Ficaram, ainda, registadas 'farpas' como o momento em que Montenegro avisou os deputados do Chega que "pela boca morre o peixe". Ou então quando a líder parlamentar do PS, Alexandra Leitão, acusou o atual Executivo de "destruir tudo o que estava em curso".
Do 'jackpot' da EDP ao "retrocesso"
Não só de PS e de PSD/CDS-PP se fez o debate, no entanto. O Bloco de Esquerda (BE) estreou-se nesta legislatura trazendo à mesa o dossiê da EDP. "O Governo ainda nem teve tempo de mudar o logótipo aos despachos e já garantiu, numa penada, um 'jackpot' histórico à EDP", disse a coordenadora do partido, Mariana Mortágua.
Em resposta, Montenegro garantiu que o seu Executivo "não é permeável a nenhum interesse" e que "não é correto, nem honesto, dizer que a EDP veio para o Governo".
Da Esquerda ouviram-se críticas também vindas do Partido Comunista Português (PCP), que acusou o Governo de se propor a "encontrar justificações para adiar tudo e não resolver nada". O deputado António Filipe augurou ainda que "o que se pode esperar deste Governo é o retrocesso" e "a falta de respostas no acesso à saúde, à educação, ou à habitação".
Já do Chega, o seu líder, André Ventura, acusou Montenegro de querer "empurrar os partidos" para a "criação de uma crise política absolutamente desnecessária". Em declarações aos jornalistas, defendeu que "a estratégia de dizer que quem hoje não obstaculizar o programa do Governo está, no fundo, a dar uma carta branca para a legislatura e que quem vier depois dizer que quer diferente está em contradição com o que está a ser feito agora é uma de duas estratégias: ou absolutamente irresponsável, ao querer provocar desnecessariamente ou o Chega o PS na fase em que estamos, ou suicidário do ponto de vista político governativo".
Crise climática?
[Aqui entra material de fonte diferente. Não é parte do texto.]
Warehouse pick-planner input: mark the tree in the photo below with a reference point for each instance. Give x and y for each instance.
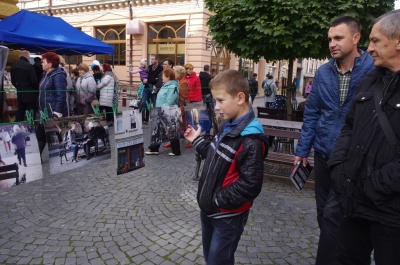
(285, 29)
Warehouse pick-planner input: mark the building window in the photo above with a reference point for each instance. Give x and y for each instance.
(115, 36)
(168, 41)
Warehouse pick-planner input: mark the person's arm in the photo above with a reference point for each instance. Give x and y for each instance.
(33, 77)
(60, 87)
(172, 96)
(104, 81)
(91, 88)
(137, 71)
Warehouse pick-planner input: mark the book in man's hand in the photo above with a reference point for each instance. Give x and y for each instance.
(300, 174)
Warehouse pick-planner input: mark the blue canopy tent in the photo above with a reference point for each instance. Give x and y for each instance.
(40, 33)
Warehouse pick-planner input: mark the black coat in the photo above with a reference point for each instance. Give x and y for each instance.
(23, 77)
(365, 166)
(205, 79)
(153, 74)
(233, 174)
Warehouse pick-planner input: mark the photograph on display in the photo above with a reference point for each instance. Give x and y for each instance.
(77, 141)
(19, 155)
(129, 141)
(165, 123)
(202, 117)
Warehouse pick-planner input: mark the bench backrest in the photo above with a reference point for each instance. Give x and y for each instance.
(282, 133)
(270, 113)
(281, 123)
(9, 171)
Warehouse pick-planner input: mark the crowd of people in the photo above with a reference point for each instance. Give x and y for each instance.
(59, 91)
(350, 120)
(167, 85)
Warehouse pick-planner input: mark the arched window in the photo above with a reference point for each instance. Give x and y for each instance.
(115, 36)
(168, 41)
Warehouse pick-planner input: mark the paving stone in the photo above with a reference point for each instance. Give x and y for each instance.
(147, 216)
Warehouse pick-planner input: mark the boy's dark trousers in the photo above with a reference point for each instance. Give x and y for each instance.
(221, 238)
(357, 238)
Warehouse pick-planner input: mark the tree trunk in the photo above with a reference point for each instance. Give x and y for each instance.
(290, 90)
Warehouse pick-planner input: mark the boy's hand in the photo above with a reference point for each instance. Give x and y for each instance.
(191, 134)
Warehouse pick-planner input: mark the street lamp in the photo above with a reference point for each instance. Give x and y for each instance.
(210, 43)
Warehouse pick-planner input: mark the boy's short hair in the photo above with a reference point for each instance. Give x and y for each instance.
(232, 81)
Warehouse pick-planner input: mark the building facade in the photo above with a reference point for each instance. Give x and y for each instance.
(173, 29)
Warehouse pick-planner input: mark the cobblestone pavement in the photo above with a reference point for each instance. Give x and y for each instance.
(147, 216)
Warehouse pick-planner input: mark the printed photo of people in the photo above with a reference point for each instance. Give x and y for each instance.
(77, 141)
(129, 141)
(165, 123)
(19, 155)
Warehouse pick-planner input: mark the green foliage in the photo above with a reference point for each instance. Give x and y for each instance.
(285, 29)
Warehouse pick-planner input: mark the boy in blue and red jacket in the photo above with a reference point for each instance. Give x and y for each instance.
(233, 169)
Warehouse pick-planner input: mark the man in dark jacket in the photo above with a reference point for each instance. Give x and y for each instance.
(154, 70)
(38, 68)
(253, 84)
(334, 87)
(24, 78)
(205, 79)
(365, 163)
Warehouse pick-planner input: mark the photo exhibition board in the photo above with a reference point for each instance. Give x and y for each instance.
(129, 141)
(77, 141)
(165, 123)
(19, 155)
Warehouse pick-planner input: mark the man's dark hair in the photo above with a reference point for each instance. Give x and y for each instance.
(351, 22)
(170, 62)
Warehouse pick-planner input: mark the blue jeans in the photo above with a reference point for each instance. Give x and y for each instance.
(75, 148)
(221, 238)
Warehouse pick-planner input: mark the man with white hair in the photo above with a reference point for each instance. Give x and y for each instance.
(23, 77)
(365, 163)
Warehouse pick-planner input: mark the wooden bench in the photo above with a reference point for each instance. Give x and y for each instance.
(271, 113)
(279, 114)
(288, 131)
(9, 172)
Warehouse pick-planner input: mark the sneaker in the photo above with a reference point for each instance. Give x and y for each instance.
(151, 153)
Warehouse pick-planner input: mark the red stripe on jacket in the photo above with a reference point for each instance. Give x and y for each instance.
(231, 177)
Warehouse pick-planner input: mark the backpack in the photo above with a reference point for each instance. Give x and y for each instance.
(267, 89)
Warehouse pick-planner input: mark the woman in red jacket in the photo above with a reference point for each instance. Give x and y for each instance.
(195, 94)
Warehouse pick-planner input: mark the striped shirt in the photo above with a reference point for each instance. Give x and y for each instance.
(344, 81)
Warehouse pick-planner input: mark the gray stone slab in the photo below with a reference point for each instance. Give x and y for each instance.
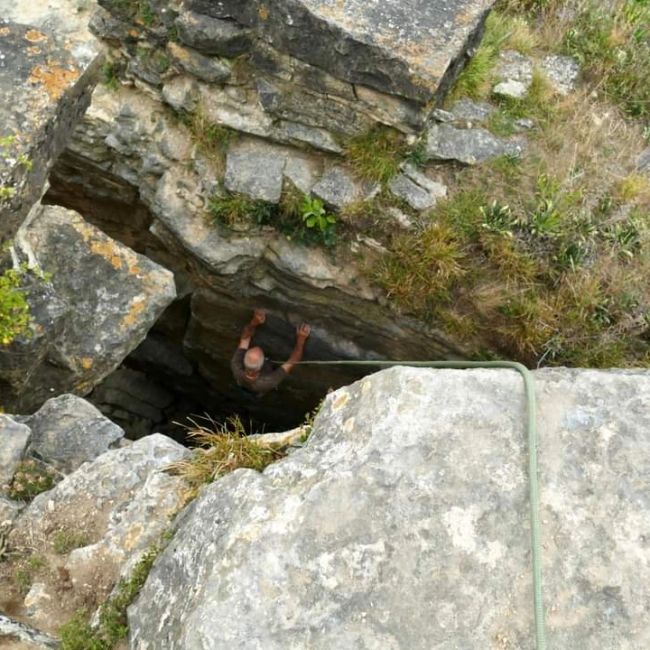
(397, 47)
(404, 524)
(212, 35)
(44, 90)
(562, 72)
(14, 438)
(105, 303)
(206, 68)
(469, 146)
(255, 169)
(339, 188)
(68, 431)
(419, 191)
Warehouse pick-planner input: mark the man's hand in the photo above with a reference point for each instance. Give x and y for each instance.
(259, 316)
(303, 331)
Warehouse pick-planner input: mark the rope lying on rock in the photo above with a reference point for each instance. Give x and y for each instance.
(533, 483)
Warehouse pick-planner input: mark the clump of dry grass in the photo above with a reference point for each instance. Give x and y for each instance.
(221, 449)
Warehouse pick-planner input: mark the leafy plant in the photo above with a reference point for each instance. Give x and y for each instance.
(77, 634)
(498, 219)
(315, 216)
(14, 309)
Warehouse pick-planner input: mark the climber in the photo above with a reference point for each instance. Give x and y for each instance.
(249, 367)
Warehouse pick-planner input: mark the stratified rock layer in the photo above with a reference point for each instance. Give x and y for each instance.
(403, 524)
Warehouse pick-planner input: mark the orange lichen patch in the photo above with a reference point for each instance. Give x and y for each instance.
(86, 363)
(34, 36)
(106, 249)
(136, 308)
(54, 79)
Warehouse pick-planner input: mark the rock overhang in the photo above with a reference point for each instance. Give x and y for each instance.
(45, 86)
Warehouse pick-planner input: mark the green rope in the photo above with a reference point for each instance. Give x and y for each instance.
(540, 634)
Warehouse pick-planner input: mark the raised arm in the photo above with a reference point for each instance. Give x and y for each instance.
(302, 333)
(259, 316)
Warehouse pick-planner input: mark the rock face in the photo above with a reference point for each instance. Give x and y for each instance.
(404, 524)
(93, 526)
(45, 87)
(14, 438)
(99, 302)
(68, 431)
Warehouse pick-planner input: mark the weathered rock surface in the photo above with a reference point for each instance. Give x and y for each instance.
(418, 190)
(68, 431)
(106, 297)
(469, 146)
(45, 86)
(562, 72)
(515, 74)
(403, 523)
(14, 438)
(114, 508)
(339, 187)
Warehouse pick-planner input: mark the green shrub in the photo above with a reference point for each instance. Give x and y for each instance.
(14, 308)
(612, 43)
(30, 479)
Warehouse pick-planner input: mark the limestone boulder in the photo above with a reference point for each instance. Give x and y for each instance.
(469, 146)
(403, 523)
(106, 297)
(93, 526)
(46, 78)
(68, 431)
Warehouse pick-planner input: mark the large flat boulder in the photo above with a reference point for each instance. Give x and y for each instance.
(404, 524)
(406, 49)
(68, 431)
(91, 528)
(96, 304)
(45, 87)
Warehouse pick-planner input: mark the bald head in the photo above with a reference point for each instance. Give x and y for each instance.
(254, 359)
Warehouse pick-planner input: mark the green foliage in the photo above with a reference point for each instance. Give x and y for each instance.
(612, 43)
(376, 155)
(109, 75)
(30, 479)
(237, 209)
(26, 571)
(221, 448)
(7, 192)
(65, 541)
(315, 216)
(77, 634)
(297, 216)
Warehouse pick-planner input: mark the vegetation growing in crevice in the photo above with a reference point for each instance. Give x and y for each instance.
(221, 448)
(376, 155)
(212, 139)
(299, 217)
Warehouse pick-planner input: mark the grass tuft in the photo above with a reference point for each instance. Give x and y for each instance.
(222, 448)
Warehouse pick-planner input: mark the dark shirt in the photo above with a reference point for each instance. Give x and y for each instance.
(268, 379)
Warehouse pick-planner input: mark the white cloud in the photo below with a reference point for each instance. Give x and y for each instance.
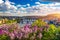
(28, 5)
(1, 1)
(37, 2)
(39, 8)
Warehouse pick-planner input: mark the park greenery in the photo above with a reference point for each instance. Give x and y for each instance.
(38, 30)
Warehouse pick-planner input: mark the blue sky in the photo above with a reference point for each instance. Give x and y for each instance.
(31, 2)
(29, 6)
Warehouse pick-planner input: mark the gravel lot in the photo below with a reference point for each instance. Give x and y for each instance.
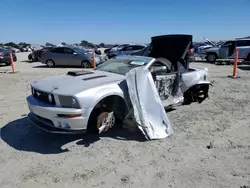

Programa "não é progressista"
Não ficou de fora do debate o tema das alterações climáticas, referido principalmente pelo Pessoas-Animais-Natureza (PAN) e pelo Livre.
A porta-voz do PAN, Inês Sousa Real, disse que o programa do Governo "não é progressista", mas sim um "programa de meras intenções". Acusou o Governo de "adiar as metas da neutralidade carbónica", de não querer "acabar com as borlas fiscais às grandes poluentes" ou de ter decidido "simplificar mais os processos de licenciamento ambiental", apontando que significa "menos conservação da natureza". "Isto não é progresso, isto não é responsabilidade ambiental", criticou.
Já do lado do Livre, o deputado Jorge Pinto deixou o desafio: "Como é que queremos passar para a História? Como os deputados que se entretêm a discutir o acessório - o que é ou não é arrogância, o que é ou não é os humores de um ou dois deputados -- ou queremos ficar conhecidos como os deputados que tiveram a coragem de tomar medidas concretas e firmes que garantam um futuro onde todos cabem e dentro dos limites planetários?".
Calendário das promessas
Luís Montenegro e outros representantes do Governo aproveitaram o tempo de antena na Assembleia da República para anunciar os seus planos para os próximos dias. "Na próxima semana, começaremos as reuniões com os sindicatos de professores para iniciarmos o processo negocial para a recuperação do tempo de serviço", disse o ministro da Educação, Fernando Alexandre.
A ministra da Juventude e Modernização, Margarida Balseiro Lopes, explicou, por outro lado, que "não haverá nenhuma alteração" na atual legislatura sobre Interrupção Voluntária da Gravidez (IVG).
Já o próprio primeiro-ministro assegurou que a "primeira reunião com forças de segurança" será nesta sexta-feira à tarde, no Ministério da Administração Interna.
Na segunda parte, esperam-se intervenções de todos os partidos e do Governo, e a votação das moções de rejeição do BE e do PCP, que têm "chumbo" anunciado.